Digitale Plattformen existieren seit ca. 30 Jahren.[11] Ihre Geschäftsmodelle haben sich seit ihren Anfängen stets weiterentwickelt und erfahren insbesondere in der jüngeren Vergangenheit eine immer größere wirtschaftliche und auch gesellschaftliche Bedeutung. Digitale Plattformen bündeln den Zugang zu Waren, Dienstleistungen sowie Informationen und Daten. Der Vorteil digitaler Plattformen besteht darin, dass sie als Intermediäre Angebot und Nachfrage effektiv zusammenbringen können. Im Ergebnis gehören insbesondere Plattformen, Anbieter und Nutzer zu den Profiteuren der fortschreitenden Digitalisierung. Regelmäßig handelt der Plattformbetreiber als Vermittler, ist also nicht in die Erbringung der vom Anbieter erbrachten Leistung involviert. Für seine Vermittlungstätigkeit berechnet der Plattformbetreiber gegenüber den Anbietern und/oder Kunden regelmäßig eine Provision bzw. zieht diese – sofern die Bezahlung über die Plattform abgewickelt wird – von der Auszahlung an den Anbieter ab. Nach Beobachtungen der Europäischen Kommission hat diese steigende Popularität des Geschäftsmodells der Plattformwirtschaft neue Probleme für das Mehrwertsteuersystem mit sich gebracht.[12]

Mit dem zweiten Vorschlag der Europäischen Kommission sollen daher die für die Plattformwirtschaft geltenden Mehrwertsteuervorschriften aktualisiert werden, um den bestehenden Herausforderungen der Plattformwirtschaft zu begegnen. So sollen nach den Vorstellungen der Europäischen Kommission im Rahmen der ersten Stufe zum 1.1.2025 elektronische Schnittstellen, welche die kurzfristige Unterkunftsvermietung oder Personenbeförderung unterstützen, so behandelt werden, als hätten sie selbst diese Leistungen empfangen und erbracht.
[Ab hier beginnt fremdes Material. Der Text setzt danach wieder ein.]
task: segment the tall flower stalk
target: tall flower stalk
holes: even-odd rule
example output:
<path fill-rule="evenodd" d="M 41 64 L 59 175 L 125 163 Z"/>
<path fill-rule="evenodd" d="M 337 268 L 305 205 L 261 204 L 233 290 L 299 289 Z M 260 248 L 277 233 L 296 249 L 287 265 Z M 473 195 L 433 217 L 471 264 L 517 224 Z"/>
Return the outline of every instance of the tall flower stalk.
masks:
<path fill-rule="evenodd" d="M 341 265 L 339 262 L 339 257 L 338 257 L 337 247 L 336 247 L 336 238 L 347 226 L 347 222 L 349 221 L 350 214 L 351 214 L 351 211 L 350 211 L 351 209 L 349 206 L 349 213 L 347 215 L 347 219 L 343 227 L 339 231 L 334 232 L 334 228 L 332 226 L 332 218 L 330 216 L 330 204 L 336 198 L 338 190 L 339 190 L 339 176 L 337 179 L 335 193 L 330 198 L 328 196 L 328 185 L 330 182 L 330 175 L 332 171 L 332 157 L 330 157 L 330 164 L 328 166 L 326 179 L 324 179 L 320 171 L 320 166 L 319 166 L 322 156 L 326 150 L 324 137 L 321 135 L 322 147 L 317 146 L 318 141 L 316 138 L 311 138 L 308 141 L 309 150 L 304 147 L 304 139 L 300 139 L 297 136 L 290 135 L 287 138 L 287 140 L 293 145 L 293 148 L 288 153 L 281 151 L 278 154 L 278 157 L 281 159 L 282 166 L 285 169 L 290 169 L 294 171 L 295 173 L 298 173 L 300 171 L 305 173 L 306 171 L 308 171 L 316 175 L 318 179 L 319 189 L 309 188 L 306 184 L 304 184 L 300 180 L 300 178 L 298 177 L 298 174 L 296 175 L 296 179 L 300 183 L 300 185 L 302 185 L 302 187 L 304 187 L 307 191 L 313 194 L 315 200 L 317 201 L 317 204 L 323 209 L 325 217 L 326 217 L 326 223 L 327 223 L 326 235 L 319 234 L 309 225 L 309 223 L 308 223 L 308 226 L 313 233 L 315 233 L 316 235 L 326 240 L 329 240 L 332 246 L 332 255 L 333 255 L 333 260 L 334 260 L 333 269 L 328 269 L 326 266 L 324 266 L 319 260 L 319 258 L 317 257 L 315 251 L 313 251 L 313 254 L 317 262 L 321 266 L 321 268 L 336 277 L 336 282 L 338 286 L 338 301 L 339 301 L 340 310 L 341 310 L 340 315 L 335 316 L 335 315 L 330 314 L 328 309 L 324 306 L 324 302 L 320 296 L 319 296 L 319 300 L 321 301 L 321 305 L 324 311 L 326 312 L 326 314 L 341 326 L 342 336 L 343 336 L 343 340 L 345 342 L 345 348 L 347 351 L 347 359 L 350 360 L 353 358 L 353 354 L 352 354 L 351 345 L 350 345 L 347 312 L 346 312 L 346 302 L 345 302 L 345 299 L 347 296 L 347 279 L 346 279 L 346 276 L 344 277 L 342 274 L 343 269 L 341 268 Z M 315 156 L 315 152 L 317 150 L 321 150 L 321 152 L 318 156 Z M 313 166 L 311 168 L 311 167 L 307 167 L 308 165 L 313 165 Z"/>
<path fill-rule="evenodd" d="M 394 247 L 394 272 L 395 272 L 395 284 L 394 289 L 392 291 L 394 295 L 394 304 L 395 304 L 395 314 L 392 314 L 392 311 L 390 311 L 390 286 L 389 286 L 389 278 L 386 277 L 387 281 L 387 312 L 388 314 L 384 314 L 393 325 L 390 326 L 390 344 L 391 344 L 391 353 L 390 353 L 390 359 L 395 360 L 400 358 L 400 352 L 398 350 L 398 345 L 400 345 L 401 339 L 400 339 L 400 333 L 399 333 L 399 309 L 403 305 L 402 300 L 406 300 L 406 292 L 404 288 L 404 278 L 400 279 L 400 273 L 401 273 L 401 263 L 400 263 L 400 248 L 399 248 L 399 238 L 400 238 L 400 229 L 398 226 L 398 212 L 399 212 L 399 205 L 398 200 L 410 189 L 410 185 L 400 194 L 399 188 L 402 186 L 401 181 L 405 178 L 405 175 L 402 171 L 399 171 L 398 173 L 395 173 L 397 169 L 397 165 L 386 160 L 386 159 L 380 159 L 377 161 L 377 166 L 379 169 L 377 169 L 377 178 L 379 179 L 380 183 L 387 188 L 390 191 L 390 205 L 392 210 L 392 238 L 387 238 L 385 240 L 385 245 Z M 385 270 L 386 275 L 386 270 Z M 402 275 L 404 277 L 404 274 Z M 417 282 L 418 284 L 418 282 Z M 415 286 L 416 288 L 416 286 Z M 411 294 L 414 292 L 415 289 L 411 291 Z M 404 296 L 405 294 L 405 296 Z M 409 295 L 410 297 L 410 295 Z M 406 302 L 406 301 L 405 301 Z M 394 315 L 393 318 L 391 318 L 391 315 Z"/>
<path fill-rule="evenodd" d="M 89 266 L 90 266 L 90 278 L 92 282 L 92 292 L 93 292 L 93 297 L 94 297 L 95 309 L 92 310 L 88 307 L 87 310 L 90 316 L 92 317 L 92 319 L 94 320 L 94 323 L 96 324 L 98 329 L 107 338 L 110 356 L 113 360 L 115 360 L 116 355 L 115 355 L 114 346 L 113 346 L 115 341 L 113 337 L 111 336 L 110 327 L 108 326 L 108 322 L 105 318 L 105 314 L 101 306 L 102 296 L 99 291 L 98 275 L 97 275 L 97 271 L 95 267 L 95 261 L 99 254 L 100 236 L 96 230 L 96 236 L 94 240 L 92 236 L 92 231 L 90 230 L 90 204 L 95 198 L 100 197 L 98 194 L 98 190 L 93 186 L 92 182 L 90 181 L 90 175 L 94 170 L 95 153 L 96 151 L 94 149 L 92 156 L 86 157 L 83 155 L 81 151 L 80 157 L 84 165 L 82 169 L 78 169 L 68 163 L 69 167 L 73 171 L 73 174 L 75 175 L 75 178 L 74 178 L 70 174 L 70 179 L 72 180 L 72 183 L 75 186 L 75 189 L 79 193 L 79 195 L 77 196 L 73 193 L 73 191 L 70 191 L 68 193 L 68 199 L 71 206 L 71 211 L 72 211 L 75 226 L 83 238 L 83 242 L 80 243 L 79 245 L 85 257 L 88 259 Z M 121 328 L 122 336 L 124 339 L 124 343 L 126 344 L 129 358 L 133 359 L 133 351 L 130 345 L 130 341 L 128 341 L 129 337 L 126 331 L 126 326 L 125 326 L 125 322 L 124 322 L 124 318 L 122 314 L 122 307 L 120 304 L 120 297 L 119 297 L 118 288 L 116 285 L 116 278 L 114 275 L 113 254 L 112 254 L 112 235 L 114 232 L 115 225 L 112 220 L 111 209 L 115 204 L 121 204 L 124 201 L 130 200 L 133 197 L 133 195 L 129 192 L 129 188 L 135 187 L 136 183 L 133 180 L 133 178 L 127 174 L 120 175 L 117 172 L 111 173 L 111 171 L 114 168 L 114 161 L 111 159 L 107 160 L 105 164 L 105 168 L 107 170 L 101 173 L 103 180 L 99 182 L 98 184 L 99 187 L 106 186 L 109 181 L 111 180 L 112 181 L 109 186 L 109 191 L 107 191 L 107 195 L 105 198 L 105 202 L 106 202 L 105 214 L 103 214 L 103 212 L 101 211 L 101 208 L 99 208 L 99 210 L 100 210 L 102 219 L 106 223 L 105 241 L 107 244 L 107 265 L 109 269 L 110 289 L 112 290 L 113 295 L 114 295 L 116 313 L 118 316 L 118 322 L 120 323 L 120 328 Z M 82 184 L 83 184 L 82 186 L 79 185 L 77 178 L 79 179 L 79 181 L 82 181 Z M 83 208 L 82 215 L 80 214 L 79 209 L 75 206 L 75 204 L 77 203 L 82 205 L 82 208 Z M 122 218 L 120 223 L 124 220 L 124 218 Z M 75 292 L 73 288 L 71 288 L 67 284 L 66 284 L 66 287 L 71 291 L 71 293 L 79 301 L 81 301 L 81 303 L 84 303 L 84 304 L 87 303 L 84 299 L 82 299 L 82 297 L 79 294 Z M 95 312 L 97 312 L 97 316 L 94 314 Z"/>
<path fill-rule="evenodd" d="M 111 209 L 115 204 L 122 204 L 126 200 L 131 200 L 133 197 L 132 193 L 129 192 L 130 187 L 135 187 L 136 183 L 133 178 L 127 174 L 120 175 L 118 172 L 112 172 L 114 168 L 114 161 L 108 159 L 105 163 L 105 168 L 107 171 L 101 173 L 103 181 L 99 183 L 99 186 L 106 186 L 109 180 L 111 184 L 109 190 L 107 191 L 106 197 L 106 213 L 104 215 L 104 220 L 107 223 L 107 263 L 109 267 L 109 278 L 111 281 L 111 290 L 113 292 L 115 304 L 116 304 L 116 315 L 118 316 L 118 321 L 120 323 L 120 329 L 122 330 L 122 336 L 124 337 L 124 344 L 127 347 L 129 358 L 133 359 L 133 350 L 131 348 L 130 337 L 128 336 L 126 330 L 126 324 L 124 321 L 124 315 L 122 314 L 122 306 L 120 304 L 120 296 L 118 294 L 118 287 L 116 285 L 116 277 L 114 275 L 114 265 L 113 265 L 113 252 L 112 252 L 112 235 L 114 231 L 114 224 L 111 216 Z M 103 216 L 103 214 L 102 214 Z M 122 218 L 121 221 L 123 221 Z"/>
Zudem soll im Rahmen der jetzigen ViDA-Initiative die bereits mit Wirkung zum 1.7.2021 eingeführte Lieferkettenfiktion (beim Handel über elektronische Schnittstellen) erweitert werden, so dass diese bei sämtlichen Lieferungen innerhalb der EU und dem innergemeinschaftlichen Verbringen über Online-Marktplätze angewandt wird. Nur in dem Sonderfall, dass der Online-Marktplatz lediglich in einem Mitgliedstaat ansässig ist und nur lokale Lieferungen innerhalb dieses Mitgliedstaates unterstützt, soll die Lieferkettenfiktion nicht zur Anwendung kommen. Die geplante Erweiterung der Lieferkettenfiktion bei Online-Marktplätzen ist Teil der vorgeschlagenen Maßnahmen zur Reduzierung der Mehrwertsteuer-Registrierungspflichten in der EU, so dass wir diese Vorschläge in unserem Teil III zu den ViDA-Maßnahmen darstellen werden.

[11] So wurden z.B. Amazon bereits 1994 oder eBay 1995 gegründet.
[12] Siehe COM(2022) 701 final v. 8.12.2022.

a) Ausgangslage

Nach den Beobachtungen der Europäischen Kommission führt die Plattformwirtschaft insbesondere im Bereich der Personenbeförderung- und des Beherbergungssektors zu einer Ungleichbehandlung auf Mehrwertsteuerebene.[13] So habe bis vor kurzem die Annahme bestanden, dass "Privatpersonen und steuerbefreite Kleinunternehmen keine Auswirkungen auf den Wettbewerb mit mehrwertsteuerpflichtigen Unternehmen" hätten. "Privatpersonen und Kleinunternehmen könnten ihre mehrwertsteuerfreien Dienstleistungen über eine Plattform erbringen und mit Skaleneffekten und Netzwerkeffekten in den direkten Wettbewerb mit traditionellen mehrwertsteuerpflichtigen Dienstleistungserbringern" treten. Dies bedeute beispielsweise, dass ein Hotel mitunter mit Unterkunftsinseraten konkurrieren müsse, die keine Mehrwertsteuer auf ihre Dienstleistungen erheben würden. Im Bereich des Personenbeförderungs- und des Beherbergungssektors sei die eben beschriebene Mehrwertsteuerungleichheit am deutlichsten zutage getreten.[14]

[13] Siehe COM(2022) 701 final v. 8.12.2022.
[14] Das Modell der Beherbergungsplattformen stehe direkt mit dem Hotelsektor und das Modell von Plattformen für die Personenbeförderung stehe direkt mit privaten Taxiunternehmen im Wettbewerb.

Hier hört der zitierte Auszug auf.